3.1.[eiseres sub 1] c.s. vordert – samengevat en na vermeerdering van eis – bij vonnis, uitvoerbaar bij voorraad:
primair: voor recht te verklaren dat de tussen partijen gesloten overeenkomst op 30 juni 2021 dan wel 28 juli 2022 rechtsgeldig is opgezegd, dan wel per een in goede justitie te bepalen datum;
subsidiair: voor recht te verklaren dat de tussen partijen gesloten overeenkomst op 22 februari 2024 [de rechtbank begrijpt: 23 februari 2024] rechtsgeldig werd ontbonden, dan wel de overeenkomst bij vonnis te ontbinden;
meer subsidiair: voor recht te verklaren dat de tussen partijen gesloten overeenkomst op 31 maart 2026 zal eindigen;
[gedaagde] te veroordelen om de woningen aan de [straat 2] [nummeraanduiding 2] , [straat 3] [nummeraanduiding 3] en [straat 1] [nummeraanduiding 1] te [plaats] aan [eiseres sub 1] c.s. ter beschikking te stellen, waarbij onder te beschikking stellen in ieder geval het volgende wordt verstaan:
a. het ter beschikking stellen en het fysiek overhandigen van alle huurcontracten, sleutels, onderhoudscontracten, overige relevante contracten en alle financiële gegevens en documenten die betrekking hebben op de woningen;
b. het overhandigen van een schriftelijke financiële verantwoording over de looptijd vanaf de beheerovereenkomst (1 april 2016) tot het moment van overdracht;
c. het overzetten van eventuele bankrekeningen die zijn geopend ten behoeve van de woningen;
d. het schrijven van een brief aan de huurders van de woningen dat het beheer van de onroerende zaken met onmiddellijke ingang is overgedragen aan [eiseres sub 2] , zodat de volgende huurbetalingen uitsluitend bevrijdend aan [eiseres sub 2] kunnen worden betaald;
te bepalen dat als [gedaagde] de veroordeling onder iv. niet nakomt, zij een dwangsom van € 500,- per dag of gedeelte van een dag verbeurt, zo lang de overtreding voortduurt, met een maximum van € 200.000,-.

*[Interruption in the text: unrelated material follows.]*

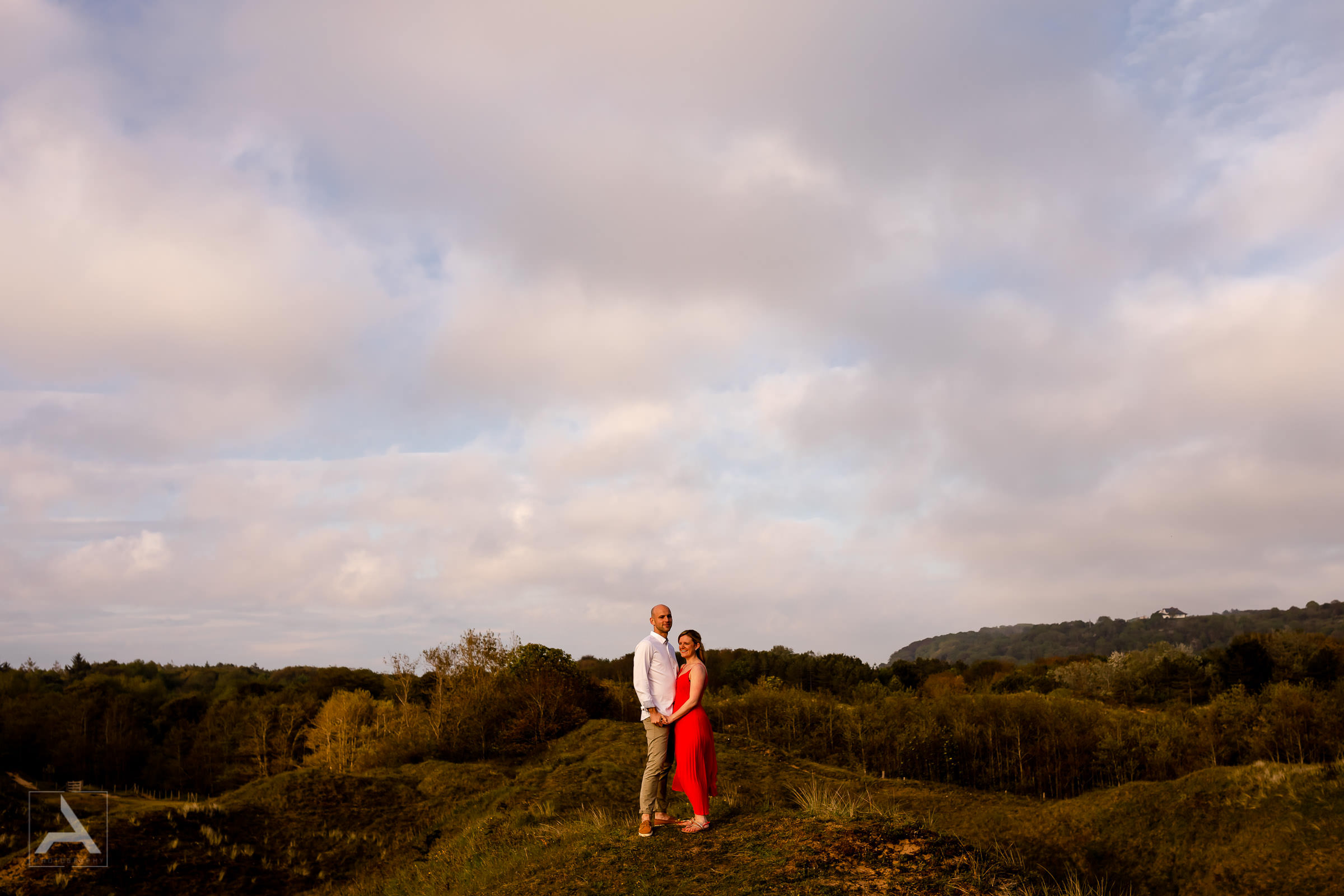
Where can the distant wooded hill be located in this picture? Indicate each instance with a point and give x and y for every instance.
(1027, 642)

[gedaagde] te veroordelen om € 40.496,95 te betalen, te vermeerderen met de wettelijke handelsrente vanaf de datum van verzuim tot de voldoening;
[gedaagde] te veroordelen om € 256.871,40 te betalen, te vermeerderen met de wettelijke handelsrente vanaf de datum van verzuim tot de voldoening;
[gedaagde] te veroordelen om € 3.261,84 aan buitengerechtelijke incassokosten te betalen;
[gedaagde] te veroordelen in de proceskosten.